At Munich, the University Libraries and the Leibniz Supercomputing Centre are collaboratively aiming at providing basic FAIR RDM also for such huge datasets. As these datasets are usually produced by user groups with technical excellence, the FAIR solution for them can arguably depend on IT skills. However it should not impose a strong data-lifecycle management or control,as these users often have their own ideas and project (or institutional) policies that shape the data management concept.
We therefore aim at a minimally-invasive approach, where users add metadata as YAML "sidecar files" (with DataCite-compliant contents) to their huge datasets and have those published manually via one of several portals.

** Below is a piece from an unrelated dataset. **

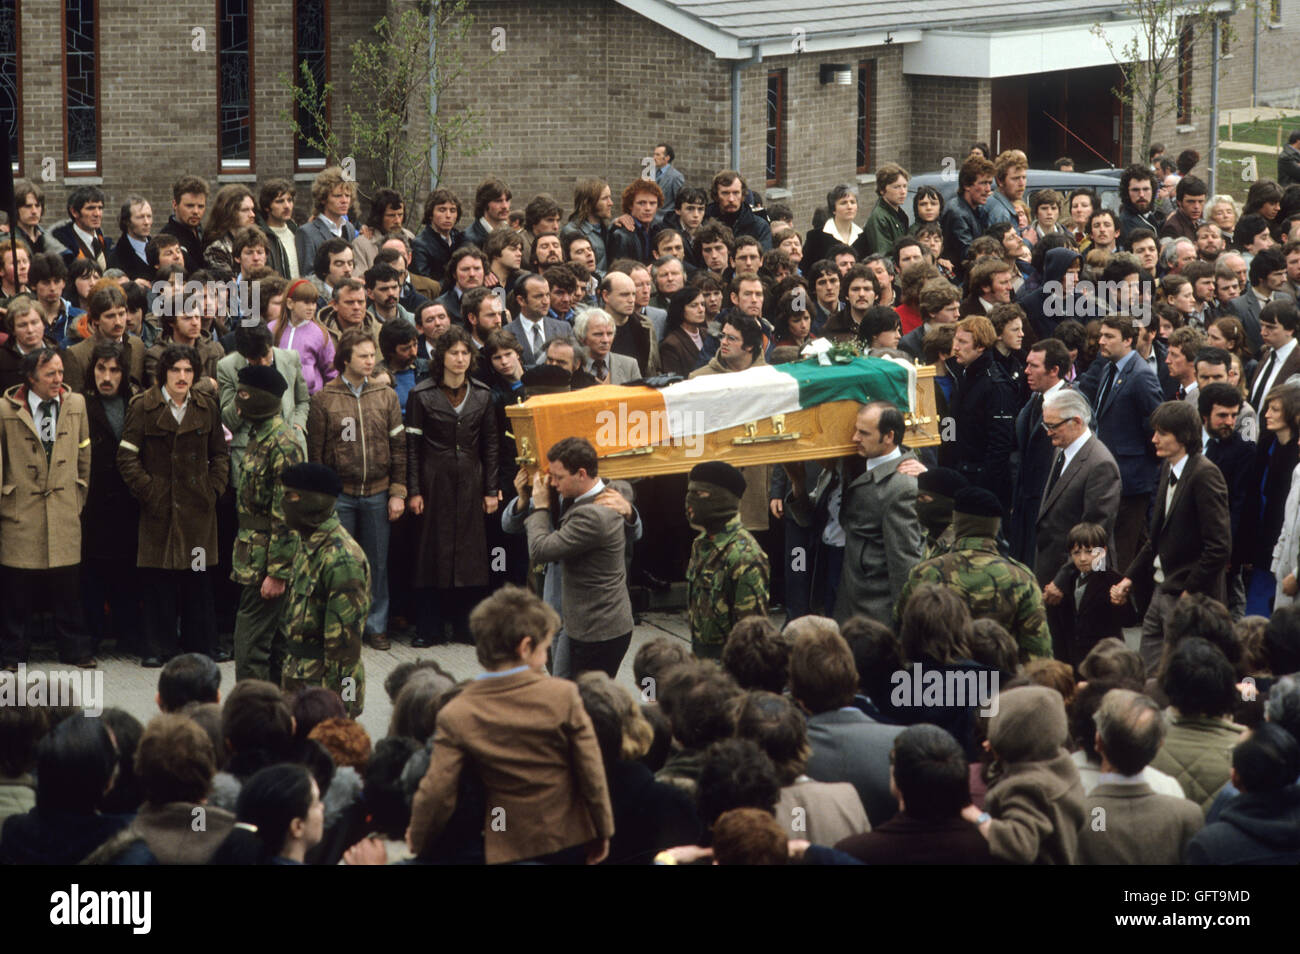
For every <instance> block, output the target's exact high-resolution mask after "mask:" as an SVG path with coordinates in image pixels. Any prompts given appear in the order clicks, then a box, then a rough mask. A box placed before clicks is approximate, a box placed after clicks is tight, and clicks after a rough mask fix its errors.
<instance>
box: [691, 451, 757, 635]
mask: <svg viewBox="0 0 1300 954" xmlns="http://www.w3.org/2000/svg"><path fill="white" fill-rule="evenodd" d="M744 495H745V477H744V476H742V474H741V472H740V471H737V469H736V468H735V467H732V465H731V464H725V463H723V461H720V460H710V461H707V463H703V464H697V465H695V468H694V469H693V471H692V472H690V476H689V482H688V483H686V520H689V521H690V525H692V526H694V528H697V529H698V530H699V532H701V533H699V535H698V537H695V542H694V543H693V545H692V547H690V564H689V565H688V567H686V600H688V607H689V613H690V649H692V650H693V651H694V654H695V655H697V656H699V658H701V659H720V658H722V655H723V646H724V645H725V642H727V637H728V636H729V634H731V630H732V626H733V625H736V621H737V620H740V619H741V617H744V616H766V615H767V574H768V567H767V555H766V554H764V552H763V547H761V546H759V545H758V541H755V539H754V537H753V535H750V533H749V530H746V529H745V528H744V526H741V522H740V499H741V498H742V496H744Z"/></svg>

At the LRZ, a python-scripted workflow has been prototyped to then push these metadata into the InvenioRDM repository framework, generating a DOI and a landing page. In this usage scenario, InvenioRDM is used purely as a metadata-publication frontend, while the data remain on back-end "Big Data" storage and are linked from the metadata.
We have implemented this concept with two InvenioRDM instances / demonstrators, one in collaboration with LMU University Library and Physics Department (''Open Data LMU - Physics'') and one for LRZ in general (''LRZ FAIR Data Portal''). These two use different approaches for making the actual data available.
Open Data LMU - Physics uses the iRODS ''data-grid middleware'' and a web-based frontend to make the data openly available, while the LRZ FAIR Data Portal relies on GLOBUS and its data-transfer middleware. These approaches show how data-cloud-like functionality can be implemented on top of classical data storage, which is a central point in making huge datasets FAIR.